# Bodine Jar



## buzzkutt033 (Oct 28, 2013)

we found this broken jar over the weekend. it was in an old pit with pontil meds and 1860's stuff. i know these photos aren't the best, but i thought maybe the jar folks would like to see them.


----------



## buzzkutt033 (Oct 28, 2013)

it's embossed   J.  BODINE  /   PHILa it's crude looking embossing.


----------



## buzzkutt033 (Oct 28, 2013)

the top is unusual. has these odd looking blown threads and a ground top. it was in old context. caught my eye. thought i'd share.


----------



## buzzkutt033 (Oct 28, 2013)

a different view of the top


----------



## rallcollector (Oct 29, 2013)

Hard to tell from your pic, but a very similar jar is being auctioned on North American Glass and ending today.  Here is the link...http://www.gregspurgeon.com/auction/detail.asp?id=6149I think the Bodine and Potter & Bodine jars are extremely cool!Paul


----------



## cowseatmaize (Oct 29, 2013)

> i know these photos aren't the best, but i thought maybe the jar folks would like to see them.

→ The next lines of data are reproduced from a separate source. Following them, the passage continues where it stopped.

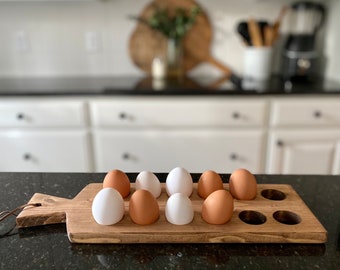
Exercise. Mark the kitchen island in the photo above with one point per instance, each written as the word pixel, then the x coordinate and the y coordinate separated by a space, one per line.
pixel 48 247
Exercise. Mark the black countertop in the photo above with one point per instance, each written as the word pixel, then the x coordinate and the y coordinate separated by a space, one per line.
pixel 48 247
pixel 19 86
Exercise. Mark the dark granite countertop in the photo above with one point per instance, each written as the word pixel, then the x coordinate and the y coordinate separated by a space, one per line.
pixel 47 86
pixel 48 247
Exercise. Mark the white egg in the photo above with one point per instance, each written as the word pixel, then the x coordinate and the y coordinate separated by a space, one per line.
pixel 179 180
pixel 108 206
pixel 178 209
pixel 149 181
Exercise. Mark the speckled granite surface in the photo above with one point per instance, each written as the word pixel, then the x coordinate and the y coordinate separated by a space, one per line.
pixel 48 247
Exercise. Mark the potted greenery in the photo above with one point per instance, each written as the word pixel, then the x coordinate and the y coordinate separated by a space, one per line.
pixel 173 25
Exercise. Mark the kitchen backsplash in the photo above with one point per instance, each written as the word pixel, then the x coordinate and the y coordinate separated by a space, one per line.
pixel 66 38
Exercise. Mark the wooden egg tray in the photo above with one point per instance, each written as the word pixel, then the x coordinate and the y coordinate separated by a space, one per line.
pixel 276 215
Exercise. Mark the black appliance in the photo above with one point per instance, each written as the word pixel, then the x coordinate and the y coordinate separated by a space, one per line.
pixel 301 58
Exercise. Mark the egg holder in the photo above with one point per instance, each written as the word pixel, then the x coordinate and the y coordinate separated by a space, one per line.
pixel 276 215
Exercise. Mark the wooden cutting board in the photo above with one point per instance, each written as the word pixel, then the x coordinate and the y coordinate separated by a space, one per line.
pixel 285 219
pixel 145 43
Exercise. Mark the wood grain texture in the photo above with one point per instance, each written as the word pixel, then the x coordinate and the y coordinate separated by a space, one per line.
pixel 145 44
pixel 82 228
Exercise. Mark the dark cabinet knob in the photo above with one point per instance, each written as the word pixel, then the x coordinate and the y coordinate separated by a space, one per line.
pixel 233 156
pixel 317 114
pixel 20 116
pixel 236 115
pixel 279 143
pixel 122 115
pixel 27 156
pixel 126 156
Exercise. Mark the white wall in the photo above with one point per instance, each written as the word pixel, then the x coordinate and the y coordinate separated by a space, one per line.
pixel 47 38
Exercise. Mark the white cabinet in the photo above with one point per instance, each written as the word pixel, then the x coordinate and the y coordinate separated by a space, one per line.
pixel 162 150
pixel 198 133
pixel 304 152
pixel 42 150
pixel 304 136
pixel 44 134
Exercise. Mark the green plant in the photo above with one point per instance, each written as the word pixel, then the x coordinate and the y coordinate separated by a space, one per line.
pixel 172 25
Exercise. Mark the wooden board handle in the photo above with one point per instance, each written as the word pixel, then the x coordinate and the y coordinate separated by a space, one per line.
pixel 52 211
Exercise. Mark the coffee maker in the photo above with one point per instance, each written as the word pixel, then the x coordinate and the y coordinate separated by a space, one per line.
pixel 301 57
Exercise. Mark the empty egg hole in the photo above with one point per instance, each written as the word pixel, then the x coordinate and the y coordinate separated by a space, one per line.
pixel 287 217
pixel 252 217
pixel 273 194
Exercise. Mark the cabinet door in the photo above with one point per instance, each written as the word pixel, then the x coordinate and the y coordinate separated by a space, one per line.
pixel 59 151
pixel 162 150
pixel 304 152
pixel 178 112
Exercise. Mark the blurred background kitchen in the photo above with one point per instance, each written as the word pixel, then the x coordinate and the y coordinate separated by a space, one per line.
pixel 65 38
pixel 72 98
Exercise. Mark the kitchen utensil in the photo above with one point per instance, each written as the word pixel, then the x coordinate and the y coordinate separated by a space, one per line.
pixel 300 56
pixel 276 215
pixel 255 33
pixel 243 30
pixel 145 43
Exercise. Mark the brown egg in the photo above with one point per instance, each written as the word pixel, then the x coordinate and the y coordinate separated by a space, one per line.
pixel 218 207
pixel 143 207
pixel 209 182
pixel 118 180
pixel 242 185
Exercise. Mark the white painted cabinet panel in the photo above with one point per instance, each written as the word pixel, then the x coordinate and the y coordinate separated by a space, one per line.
pixel 162 150
pixel 305 111
pixel 52 151
pixel 304 152
pixel 42 112
pixel 178 111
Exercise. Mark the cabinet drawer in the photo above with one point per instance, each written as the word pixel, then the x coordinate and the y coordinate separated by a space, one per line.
pixel 183 111
pixel 197 151
pixel 60 151
pixel 42 113
pixel 306 112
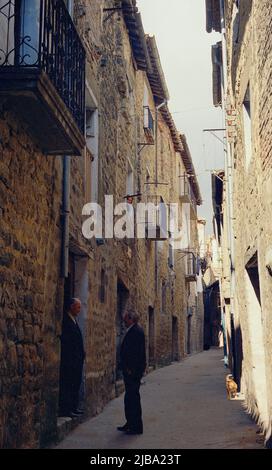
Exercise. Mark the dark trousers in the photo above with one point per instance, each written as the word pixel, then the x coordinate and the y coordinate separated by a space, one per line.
pixel 133 409
pixel 70 381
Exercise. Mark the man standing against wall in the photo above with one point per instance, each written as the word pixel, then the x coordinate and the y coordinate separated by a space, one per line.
pixel 133 364
pixel 72 358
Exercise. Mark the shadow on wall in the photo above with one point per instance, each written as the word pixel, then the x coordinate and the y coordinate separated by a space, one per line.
pixel 239 26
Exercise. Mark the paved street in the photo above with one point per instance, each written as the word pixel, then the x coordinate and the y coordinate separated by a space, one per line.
pixel 184 407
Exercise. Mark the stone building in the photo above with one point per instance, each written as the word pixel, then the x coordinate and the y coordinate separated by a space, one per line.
pixel 244 67
pixel 82 118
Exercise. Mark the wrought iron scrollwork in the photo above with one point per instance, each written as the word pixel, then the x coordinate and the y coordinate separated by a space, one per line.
pixel 54 47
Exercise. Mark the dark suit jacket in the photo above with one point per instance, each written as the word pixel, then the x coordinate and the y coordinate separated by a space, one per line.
pixel 132 353
pixel 72 348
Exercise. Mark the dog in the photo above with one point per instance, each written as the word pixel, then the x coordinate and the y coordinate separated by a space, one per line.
pixel 231 387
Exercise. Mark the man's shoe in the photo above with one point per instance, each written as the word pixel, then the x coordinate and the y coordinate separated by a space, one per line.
pixel 132 432
pixel 123 428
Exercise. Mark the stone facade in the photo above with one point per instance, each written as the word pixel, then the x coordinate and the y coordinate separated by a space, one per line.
pixel 107 274
pixel 248 42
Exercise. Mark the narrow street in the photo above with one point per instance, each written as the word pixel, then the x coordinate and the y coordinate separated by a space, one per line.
pixel 184 407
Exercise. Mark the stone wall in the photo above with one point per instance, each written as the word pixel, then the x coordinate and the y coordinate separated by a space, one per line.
pixel 250 64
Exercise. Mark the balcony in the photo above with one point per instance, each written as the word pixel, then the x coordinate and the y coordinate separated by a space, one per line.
pixel 156 223
pixel 148 124
pixel 187 196
pixel 191 268
pixel 42 73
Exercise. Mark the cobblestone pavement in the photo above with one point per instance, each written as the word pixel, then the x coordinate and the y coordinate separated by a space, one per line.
pixel 184 407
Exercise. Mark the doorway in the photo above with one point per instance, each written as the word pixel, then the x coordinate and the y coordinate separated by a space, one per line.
pixel 255 324
pixel 189 327
pixel 151 337
pixel 76 285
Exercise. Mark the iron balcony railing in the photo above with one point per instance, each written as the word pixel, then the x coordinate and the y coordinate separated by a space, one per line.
pixel 40 34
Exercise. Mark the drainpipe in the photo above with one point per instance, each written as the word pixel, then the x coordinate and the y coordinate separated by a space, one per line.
pixel 164 103
pixel 229 188
pixel 66 198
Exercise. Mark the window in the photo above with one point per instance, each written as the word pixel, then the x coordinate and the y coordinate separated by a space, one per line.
pixel 91 154
pixel 130 179
pixel 247 127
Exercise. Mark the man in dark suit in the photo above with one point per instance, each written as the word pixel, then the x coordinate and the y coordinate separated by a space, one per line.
pixel 133 364
pixel 72 358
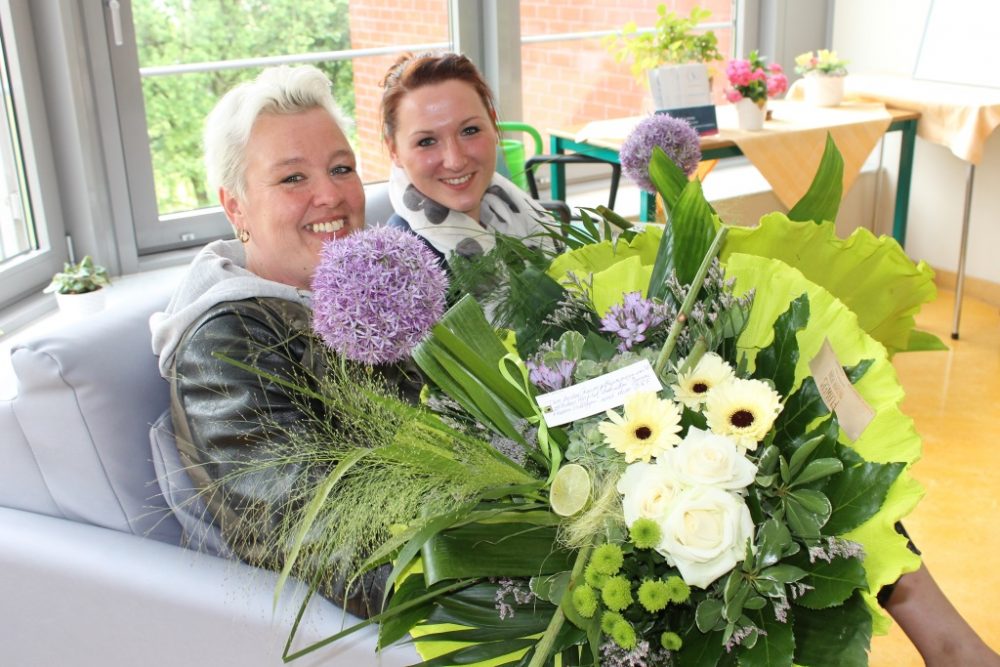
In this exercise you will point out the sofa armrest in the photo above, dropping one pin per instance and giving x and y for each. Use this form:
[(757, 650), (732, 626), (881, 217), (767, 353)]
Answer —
[(77, 594)]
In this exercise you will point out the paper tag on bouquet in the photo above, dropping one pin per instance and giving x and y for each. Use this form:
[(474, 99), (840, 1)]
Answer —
[(598, 394), (837, 392)]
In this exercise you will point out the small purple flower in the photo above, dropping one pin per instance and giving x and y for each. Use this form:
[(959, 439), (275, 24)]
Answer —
[(675, 136), (633, 318), (376, 294), (547, 378)]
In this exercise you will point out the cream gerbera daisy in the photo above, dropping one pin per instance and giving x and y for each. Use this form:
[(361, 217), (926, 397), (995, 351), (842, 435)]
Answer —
[(693, 385), (743, 409), (648, 428)]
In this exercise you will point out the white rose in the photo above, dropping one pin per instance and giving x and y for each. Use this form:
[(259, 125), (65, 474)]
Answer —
[(705, 534), (713, 460), (648, 490)]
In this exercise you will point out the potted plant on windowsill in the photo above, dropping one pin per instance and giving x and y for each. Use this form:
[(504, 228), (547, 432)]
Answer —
[(824, 76), (675, 40), (79, 287)]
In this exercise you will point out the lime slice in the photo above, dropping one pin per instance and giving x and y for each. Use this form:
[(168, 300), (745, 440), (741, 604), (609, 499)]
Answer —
[(570, 490)]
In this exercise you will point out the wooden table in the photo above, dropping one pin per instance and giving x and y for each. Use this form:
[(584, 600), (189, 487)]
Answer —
[(722, 145)]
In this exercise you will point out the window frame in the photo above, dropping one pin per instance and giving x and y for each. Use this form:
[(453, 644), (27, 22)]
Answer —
[(24, 275)]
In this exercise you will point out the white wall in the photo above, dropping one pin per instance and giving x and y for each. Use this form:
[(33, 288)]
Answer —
[(884, 36)]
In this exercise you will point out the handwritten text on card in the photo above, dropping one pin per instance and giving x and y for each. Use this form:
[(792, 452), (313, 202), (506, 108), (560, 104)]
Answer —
[(597, 395)]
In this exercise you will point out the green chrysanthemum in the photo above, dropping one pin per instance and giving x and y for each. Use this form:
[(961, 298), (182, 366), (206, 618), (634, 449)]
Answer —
[(593, 577), (645, 533), (608, 621), (617, 593), (654, 594), (678, 590), (585, 601), (671, 641), (624, 634), (607, 558)]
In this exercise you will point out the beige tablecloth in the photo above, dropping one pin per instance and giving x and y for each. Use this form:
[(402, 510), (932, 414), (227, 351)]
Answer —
[(788, 149), (960, 118)]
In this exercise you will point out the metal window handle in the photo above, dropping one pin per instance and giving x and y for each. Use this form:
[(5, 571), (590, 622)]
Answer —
[(116, 20)]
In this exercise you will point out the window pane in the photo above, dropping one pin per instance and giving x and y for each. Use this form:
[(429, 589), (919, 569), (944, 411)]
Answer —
[(591, 85), (176, 32), (208, 36), (17, 230)]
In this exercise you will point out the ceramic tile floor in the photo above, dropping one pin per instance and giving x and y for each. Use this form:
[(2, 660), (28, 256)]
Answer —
[(954, 398)]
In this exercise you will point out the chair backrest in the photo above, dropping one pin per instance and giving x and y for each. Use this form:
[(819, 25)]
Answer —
[(512, 156)]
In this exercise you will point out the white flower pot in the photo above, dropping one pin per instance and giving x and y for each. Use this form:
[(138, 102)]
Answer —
[(80, 305), (823, 90), (750, 115)]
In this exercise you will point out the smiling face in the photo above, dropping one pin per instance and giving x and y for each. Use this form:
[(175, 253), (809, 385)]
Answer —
[(446, 142), (301, 190)]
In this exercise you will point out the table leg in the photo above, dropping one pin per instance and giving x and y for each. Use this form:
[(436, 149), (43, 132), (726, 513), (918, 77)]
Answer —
[(960, 282), (647, 207), (557, 171), (906, 148)]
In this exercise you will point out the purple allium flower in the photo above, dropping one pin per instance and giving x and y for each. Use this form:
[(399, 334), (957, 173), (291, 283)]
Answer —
[(376, 294), (633, 318), (675, 136), (548, 378)]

The pic is fine, it's just that it looks like  150 YO poo with glass underneath it. []


----------



## deenodean (Oct 29, 2013)

Fine jar. I dont see J. Bodine in the Redbook , only F. & J. Bodine. Lets gett'r cleaned up and see if that F is there somewhere.Is it a hg , qt or pt?


----------



## buzzkutt033 (Oct 29, 2013)

of course you guys/gals were right. it's F & J BODINE


----------



## buzzkutt033 (Oct 29, 2013)

it's probably a quart, but it looks bigger


----------



## buzzkutt033 (Oct 29, 2013)

half the bottom is off it, but it is something i don't remember seeing before.


----------



## buzzkutt033 (Oct 29, 2013)

wonder what the lid looked like?  strange looking top.


----------



## MNJars (Oct 29, 2013)

Very cool jar.  Too bad it's broken.  The lid would have been just a tin cap with a bent wire soldered over the top that turned into those threads that you see.  The link that Paul provided has a picture of the jar and closure, but you have to be logged in to view the pictures.


----------



## cowseatmaize (Oct 29, 2013)

> The lid would have been just a tin cap with a bent wire soldered over the top that turned into those threads that you see.


Like an early milk bottle then.[8|]


----------